34 The Commonwealth has chosen not to answer any of Mr Spencer's allegations about Mr Gouliaditis and the alleged impact on the way this proceeding was conducted on behalf of the Commonwealth, other than to submit the allegations are irrelevant to the exercise of the costs discretion. Nor has the Commonwealth provided any evidence about this matter, in its reply to Mr Spencer's submissions.
35 There is currently an insufficient evidentiary basis on which the Court could make positive findings in favour of any of Mr Spencer's allegations about the impact he alleges Mr Gouliaditis' conduct (which led to the criminal charges against him and his subsequent conviction) had on the manner in which this proceeding was conducted on behalf of the Commonwealth. There does appear to be considerable overlap in timing, and Mr Spencer deposes expressly to his own observations of Mr Gouliaditis in court on various occasions, and gives descriptions which are not favourable to Mr Gouliaditis in terms of the way one might expect an officer of this Court to perform his duties. It was not unreasonable for Mr Spencer to raise these matters on the question of costs, and my inability to resolve them because of insufficient evidence contributes to my inability to reach a clear view that it is appropriate for Mr Spencer to bear the entire costs burden of this period.
36 In order to attempt to form a view about what Mr Spencer submitted the High Court said concerning the discovery process in this proceeding, I have read the transcript of argument before the High Court on 16 June 2010. It is true to say that in argument, several Justices asked questions about the discovery process, generally directed, it seems to me, to attempt to understand how the "informal agreement" argument had been pleaded and put, if at all, to that point and what obligations the Commonwealth might have had, at the time of the s 31A application, to make discovery. Ultimately, as part of its consideration of the application for special leave to appeal, the High Court required copies of all notices to produce (the matter being at a stage before Emmett J where it was too early for orders for discovery as such) served by the applicant on the Commonwealth to be provided to the Court. As it turned out, in its reasons for judgment, the Court did not refer to the notices to produce.

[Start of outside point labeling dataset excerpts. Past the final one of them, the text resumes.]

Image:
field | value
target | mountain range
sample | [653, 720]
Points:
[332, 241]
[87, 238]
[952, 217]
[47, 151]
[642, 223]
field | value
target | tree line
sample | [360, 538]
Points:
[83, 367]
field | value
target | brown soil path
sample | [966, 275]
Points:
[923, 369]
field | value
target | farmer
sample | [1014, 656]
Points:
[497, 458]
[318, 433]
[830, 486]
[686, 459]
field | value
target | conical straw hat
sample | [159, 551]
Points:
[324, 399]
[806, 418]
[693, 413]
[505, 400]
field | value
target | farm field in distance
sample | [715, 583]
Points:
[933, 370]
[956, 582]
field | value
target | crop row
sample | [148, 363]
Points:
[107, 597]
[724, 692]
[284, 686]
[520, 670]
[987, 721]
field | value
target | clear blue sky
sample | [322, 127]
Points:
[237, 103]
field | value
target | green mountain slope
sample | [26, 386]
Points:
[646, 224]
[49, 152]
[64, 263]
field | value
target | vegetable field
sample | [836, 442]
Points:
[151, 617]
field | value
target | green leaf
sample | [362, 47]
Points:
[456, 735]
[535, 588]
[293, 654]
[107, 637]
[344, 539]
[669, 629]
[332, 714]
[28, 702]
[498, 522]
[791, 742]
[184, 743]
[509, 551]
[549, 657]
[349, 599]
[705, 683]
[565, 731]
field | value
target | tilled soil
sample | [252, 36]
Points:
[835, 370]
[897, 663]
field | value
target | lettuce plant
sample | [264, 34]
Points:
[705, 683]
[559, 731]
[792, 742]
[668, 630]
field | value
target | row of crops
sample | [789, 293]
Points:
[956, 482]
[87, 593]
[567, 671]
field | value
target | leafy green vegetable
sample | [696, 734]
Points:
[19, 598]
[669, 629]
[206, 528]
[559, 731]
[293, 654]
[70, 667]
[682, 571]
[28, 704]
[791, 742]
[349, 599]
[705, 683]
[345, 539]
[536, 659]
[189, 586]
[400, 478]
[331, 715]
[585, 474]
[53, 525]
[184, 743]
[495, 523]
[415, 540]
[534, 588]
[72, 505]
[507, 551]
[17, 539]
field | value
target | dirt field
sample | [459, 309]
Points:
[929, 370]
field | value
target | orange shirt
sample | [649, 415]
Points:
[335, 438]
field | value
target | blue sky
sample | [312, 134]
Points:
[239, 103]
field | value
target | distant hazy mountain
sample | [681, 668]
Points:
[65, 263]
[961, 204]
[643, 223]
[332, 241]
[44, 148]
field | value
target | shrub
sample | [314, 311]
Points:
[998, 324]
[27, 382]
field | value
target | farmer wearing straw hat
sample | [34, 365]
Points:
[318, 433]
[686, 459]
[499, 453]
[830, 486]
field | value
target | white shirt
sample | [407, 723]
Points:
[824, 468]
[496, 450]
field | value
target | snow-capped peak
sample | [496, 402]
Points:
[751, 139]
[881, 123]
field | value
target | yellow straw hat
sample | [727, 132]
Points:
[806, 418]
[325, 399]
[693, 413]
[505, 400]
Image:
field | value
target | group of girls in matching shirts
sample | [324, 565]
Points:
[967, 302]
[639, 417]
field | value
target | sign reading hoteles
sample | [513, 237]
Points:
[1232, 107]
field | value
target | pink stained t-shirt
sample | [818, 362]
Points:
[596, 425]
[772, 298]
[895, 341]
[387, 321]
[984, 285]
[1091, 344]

37 In those circumstances, Mr Spencer's current submission that the High Court "considered that the Commonwealth's lawyers had conducted its defence in an unreasonable manner" finds no support in the transcript, nor in the Court's reasons for judgment. What can be said is that, in argument, it was apparent that issues of discovery and production of documents were raised by the Court, and considered to have some relevance to the issues on the special leave application. As the Court recognised in its reasons (see Spencer [2010] HCA 28; 241 CLR 118 at [31] and [48]), discovery or production of documentary evidence supporting the allegations of an informal agreement was always going to be critical to this aspect of Mr Spencer's case.
38 Overall that leaves the evidence in an unsatisfactory and uncertain state, and no clear picture emerges of where responsibility lies for the manner in which the proceeding was conducted between the remitter to Emmett J and approximately April 2014.